Bei der Sommertagung der Katholischen Frauenbewegung wurde auf einen "Systemwandel im großen Stil" gedrängt. Eine entscheidende Rolle spielen dabei Frauen. Denn es brauche eine neue Verbindung von Theorie und Praxis und einen feministischen Blick auf Politik und Wirtschaft könnten auch die Länder Europas vertragen. Deshalb: Frauen ermächtigen!

Angesichts der "ungebrochen neoliberalen Ausprägung" der Wirtschafts- und Finanzpolitik müssen Nichtregierungsorganisationen den Druck erhöhen und auf einen "Systemwandel" im großen Stil drängen: So lautete das Resümee der Sommerstudientagung der Katholischen Frauenbewegung Österreichs (kfbö), die am vergangenen Wochenende im burgenländischen Schlaining endete.

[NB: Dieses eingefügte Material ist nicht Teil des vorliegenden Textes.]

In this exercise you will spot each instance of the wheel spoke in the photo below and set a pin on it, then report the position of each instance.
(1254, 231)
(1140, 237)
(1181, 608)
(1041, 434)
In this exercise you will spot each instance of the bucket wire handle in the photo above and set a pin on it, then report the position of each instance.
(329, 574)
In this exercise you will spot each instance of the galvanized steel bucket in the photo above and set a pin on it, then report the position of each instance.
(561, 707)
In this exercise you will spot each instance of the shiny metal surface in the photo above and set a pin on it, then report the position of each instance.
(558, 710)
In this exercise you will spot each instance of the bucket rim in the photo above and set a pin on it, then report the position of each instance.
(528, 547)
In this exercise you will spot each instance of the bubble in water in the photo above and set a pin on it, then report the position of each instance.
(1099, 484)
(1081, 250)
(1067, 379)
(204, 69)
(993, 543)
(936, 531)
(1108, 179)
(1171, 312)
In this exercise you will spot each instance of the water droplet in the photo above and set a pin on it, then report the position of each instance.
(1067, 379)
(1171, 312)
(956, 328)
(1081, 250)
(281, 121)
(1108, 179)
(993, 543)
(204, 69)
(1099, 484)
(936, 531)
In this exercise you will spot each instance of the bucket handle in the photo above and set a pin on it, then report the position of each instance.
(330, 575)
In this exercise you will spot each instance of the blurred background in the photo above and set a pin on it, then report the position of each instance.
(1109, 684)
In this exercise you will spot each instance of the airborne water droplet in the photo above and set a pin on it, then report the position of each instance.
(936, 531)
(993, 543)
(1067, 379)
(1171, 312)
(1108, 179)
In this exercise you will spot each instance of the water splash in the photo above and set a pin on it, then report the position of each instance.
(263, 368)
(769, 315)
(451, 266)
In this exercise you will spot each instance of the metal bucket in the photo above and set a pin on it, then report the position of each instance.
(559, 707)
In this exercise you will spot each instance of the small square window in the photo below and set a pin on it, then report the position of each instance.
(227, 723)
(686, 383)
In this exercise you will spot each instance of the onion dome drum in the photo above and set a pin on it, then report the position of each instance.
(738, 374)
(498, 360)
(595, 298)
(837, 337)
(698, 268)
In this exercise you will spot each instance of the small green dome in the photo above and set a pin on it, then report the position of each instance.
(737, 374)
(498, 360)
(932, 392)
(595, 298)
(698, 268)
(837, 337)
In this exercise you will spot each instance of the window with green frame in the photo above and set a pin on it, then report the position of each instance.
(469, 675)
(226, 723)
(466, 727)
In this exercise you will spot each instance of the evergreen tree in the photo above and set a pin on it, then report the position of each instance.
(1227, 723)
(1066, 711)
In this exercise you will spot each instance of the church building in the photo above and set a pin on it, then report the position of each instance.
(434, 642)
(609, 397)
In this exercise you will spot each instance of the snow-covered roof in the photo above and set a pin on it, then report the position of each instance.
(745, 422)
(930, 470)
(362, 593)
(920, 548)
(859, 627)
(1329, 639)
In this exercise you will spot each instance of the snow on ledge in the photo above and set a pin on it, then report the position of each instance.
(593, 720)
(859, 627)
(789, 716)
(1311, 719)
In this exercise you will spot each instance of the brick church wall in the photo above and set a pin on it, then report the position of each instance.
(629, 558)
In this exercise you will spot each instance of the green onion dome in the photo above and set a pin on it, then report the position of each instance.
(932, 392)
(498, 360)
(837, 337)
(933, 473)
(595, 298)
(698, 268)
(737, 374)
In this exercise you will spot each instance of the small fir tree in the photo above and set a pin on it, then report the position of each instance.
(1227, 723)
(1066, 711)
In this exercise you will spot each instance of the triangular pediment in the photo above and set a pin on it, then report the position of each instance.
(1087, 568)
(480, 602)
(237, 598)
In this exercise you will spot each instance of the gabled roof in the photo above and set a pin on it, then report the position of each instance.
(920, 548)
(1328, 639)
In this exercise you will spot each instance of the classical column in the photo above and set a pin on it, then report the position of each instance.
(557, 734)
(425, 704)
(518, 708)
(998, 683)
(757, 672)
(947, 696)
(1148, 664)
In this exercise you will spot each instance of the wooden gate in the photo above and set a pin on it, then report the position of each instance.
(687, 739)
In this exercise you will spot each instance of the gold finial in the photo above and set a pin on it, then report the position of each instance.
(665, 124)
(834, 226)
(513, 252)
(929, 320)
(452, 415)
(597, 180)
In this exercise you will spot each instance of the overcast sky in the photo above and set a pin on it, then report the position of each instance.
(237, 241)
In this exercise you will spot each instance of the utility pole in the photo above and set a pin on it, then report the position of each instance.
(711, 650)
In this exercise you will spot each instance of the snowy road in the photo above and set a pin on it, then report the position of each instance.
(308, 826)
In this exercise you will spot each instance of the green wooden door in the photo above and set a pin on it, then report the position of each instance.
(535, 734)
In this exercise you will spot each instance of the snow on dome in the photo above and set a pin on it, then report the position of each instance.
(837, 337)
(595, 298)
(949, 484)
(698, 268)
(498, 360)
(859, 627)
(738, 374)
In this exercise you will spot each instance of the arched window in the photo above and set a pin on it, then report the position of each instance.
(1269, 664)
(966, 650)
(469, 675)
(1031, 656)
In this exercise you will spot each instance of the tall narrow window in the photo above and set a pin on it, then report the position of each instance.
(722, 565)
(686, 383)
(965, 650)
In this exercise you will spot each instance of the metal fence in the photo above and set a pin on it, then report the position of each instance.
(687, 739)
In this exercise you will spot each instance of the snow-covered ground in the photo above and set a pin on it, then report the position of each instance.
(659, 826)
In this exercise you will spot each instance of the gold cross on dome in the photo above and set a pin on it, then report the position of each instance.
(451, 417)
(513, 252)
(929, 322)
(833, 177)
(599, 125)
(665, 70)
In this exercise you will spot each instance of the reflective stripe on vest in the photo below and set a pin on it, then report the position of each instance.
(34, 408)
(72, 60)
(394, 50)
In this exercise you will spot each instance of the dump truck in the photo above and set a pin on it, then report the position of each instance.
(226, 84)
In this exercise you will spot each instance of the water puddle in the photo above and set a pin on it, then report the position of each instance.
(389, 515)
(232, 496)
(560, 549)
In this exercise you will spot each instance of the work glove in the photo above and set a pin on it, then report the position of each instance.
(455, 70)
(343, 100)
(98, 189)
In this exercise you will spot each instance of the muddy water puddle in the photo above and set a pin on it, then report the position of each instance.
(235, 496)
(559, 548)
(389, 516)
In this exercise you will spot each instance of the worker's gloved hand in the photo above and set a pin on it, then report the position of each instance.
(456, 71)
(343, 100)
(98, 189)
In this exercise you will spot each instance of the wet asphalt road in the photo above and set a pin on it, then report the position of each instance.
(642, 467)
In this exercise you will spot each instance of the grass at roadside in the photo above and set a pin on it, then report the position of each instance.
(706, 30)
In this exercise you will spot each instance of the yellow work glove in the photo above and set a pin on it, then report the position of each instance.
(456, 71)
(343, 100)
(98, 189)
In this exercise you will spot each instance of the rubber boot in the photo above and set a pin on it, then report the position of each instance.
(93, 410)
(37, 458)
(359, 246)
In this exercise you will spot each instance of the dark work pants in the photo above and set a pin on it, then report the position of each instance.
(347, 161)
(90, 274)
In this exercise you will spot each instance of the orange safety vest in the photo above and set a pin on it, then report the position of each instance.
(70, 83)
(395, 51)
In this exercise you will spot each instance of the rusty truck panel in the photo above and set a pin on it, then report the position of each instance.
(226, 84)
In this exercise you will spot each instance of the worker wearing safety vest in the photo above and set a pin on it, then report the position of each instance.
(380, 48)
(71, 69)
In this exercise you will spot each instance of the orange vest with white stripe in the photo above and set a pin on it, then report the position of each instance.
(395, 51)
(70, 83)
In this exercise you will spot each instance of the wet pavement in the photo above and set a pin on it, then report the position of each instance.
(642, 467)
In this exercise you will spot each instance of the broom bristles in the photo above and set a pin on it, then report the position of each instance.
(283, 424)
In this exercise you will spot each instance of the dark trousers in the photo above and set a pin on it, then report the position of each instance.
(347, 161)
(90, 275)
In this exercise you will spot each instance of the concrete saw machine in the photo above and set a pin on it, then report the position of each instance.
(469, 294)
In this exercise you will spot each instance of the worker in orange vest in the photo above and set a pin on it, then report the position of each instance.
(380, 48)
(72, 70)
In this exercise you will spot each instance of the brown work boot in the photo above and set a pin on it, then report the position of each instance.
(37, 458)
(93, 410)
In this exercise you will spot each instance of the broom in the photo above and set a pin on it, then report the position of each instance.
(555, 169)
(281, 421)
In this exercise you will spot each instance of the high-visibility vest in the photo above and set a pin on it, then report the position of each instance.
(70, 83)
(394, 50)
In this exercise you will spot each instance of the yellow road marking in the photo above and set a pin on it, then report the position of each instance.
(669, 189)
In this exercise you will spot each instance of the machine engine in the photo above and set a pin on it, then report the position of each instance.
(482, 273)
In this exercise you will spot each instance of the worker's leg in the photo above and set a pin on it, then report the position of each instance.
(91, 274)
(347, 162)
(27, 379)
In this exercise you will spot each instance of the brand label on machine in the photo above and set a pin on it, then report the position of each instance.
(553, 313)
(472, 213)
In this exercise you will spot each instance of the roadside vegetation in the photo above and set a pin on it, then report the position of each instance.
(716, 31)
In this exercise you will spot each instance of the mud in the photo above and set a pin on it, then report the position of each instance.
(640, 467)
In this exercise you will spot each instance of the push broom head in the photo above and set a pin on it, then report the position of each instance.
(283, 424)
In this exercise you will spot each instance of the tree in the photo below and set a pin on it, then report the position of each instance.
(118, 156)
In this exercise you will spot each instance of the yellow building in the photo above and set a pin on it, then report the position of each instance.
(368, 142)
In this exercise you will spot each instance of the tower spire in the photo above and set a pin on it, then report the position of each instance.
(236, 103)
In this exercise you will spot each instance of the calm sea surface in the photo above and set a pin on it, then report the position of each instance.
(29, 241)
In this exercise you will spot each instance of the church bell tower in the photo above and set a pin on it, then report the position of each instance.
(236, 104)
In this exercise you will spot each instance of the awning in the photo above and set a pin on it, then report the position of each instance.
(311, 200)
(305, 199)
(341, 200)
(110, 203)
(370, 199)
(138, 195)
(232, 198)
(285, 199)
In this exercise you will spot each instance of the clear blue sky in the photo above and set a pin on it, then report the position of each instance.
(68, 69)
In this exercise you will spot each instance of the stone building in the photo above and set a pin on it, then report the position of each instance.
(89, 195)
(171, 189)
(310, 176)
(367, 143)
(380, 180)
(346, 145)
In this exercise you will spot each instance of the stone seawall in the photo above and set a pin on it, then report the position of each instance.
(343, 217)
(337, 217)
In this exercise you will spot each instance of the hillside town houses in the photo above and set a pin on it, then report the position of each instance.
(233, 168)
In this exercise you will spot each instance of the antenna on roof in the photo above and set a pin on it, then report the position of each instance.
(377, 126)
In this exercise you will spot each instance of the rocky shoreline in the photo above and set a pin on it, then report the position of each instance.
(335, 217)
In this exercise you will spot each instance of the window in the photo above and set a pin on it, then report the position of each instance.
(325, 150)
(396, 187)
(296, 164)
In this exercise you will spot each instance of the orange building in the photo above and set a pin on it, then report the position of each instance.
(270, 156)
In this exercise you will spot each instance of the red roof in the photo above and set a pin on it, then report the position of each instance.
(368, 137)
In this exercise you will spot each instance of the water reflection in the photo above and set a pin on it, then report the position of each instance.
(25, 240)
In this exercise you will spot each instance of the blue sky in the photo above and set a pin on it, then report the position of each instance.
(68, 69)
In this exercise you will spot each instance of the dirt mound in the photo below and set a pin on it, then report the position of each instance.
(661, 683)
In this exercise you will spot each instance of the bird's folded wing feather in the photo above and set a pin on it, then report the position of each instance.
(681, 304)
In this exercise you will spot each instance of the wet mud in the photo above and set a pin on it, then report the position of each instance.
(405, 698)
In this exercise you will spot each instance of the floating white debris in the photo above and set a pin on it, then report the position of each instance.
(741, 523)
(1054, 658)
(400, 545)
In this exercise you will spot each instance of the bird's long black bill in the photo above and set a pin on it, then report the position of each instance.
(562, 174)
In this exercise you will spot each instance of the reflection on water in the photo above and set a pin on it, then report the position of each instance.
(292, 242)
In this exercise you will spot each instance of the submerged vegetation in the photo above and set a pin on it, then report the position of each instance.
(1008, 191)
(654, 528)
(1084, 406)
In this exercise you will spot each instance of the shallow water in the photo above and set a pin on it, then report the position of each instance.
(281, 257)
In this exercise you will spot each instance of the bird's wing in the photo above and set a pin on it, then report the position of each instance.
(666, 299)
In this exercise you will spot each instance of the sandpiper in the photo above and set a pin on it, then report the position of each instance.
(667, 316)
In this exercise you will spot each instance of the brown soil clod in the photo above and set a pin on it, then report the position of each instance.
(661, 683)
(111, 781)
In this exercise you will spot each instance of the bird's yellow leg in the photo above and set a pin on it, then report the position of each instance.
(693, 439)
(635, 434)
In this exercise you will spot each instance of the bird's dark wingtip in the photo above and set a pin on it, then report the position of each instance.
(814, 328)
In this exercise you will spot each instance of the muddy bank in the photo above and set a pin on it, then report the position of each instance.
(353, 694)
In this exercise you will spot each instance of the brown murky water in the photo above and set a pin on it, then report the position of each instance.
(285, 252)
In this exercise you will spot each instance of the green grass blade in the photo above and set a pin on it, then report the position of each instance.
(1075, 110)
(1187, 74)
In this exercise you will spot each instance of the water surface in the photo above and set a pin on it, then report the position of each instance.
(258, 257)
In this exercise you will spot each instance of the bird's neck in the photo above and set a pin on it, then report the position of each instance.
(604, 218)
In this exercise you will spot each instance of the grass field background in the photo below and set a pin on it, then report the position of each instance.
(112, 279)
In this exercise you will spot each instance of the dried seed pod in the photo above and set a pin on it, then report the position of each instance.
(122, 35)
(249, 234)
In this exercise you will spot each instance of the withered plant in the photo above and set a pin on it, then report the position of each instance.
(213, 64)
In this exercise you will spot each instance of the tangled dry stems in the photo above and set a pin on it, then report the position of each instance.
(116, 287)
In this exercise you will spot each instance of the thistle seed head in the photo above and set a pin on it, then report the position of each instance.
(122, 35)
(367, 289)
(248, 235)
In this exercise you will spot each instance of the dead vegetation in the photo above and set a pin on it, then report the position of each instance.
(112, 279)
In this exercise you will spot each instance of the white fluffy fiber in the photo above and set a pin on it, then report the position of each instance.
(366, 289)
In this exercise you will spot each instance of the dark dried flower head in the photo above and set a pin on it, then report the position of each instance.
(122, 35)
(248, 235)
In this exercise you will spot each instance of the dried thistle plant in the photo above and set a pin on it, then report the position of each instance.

Gerade im Bereich der Entwicklungszusammenarbeit (EZA) würden die "krassen Schieflagen" sichtbar, die der Neoliberalismus mit seinen Ungleichverteilungen von Ressourcen und Lebenschancen zeitigt, heißt es in einer Presseaussendung der kfbö am Montag.

Ein Anzeichen für den geforderten Systemwandel sei etwa die Absage an eine reine Politik des wirtschaftlichen Wachstums. Noch sei jedoch ein solcher Paradigmenwechsel etwa bei der Welthandelsorganisation (WTO) oder beim Internationalen Währungsfonds (IWF) nicht erkennbar, so die zuständige Fachreferentin in der Koordinierungsstelle der Bischofskonferenz für Internationale Entwicklung und Mission (KOO), Hilde Wipfel. Um den Wandel zu erreichen, müsse der Hebel in gleicher Weise bei den Themen Steuerflucht, Steuerhinterziehung und Korruption angesetzt werden, erklärte Wipfel. Treibende Kraft müsse dabei die Zivilgesellschaft sein, da diese die Aufgabe habe, "gegenüber Politik und Wirtschaft Kontrolle zu üben", aber auch innovativ voranzugehen.

Dass solches Graswurzel-Engagement Erfolge hervorbringen kann, zeige etwa die heurige Unterschriftenkampagne der "Aktion Familienfasttag": Zur solidarischen Unterstützung der politischen Arbeit in Indien konnten laut kfbö mehr als 34.000 Unterschriften gesammelt werden - geplant war eine Kampagne mit rund 5.000 Unterschriften.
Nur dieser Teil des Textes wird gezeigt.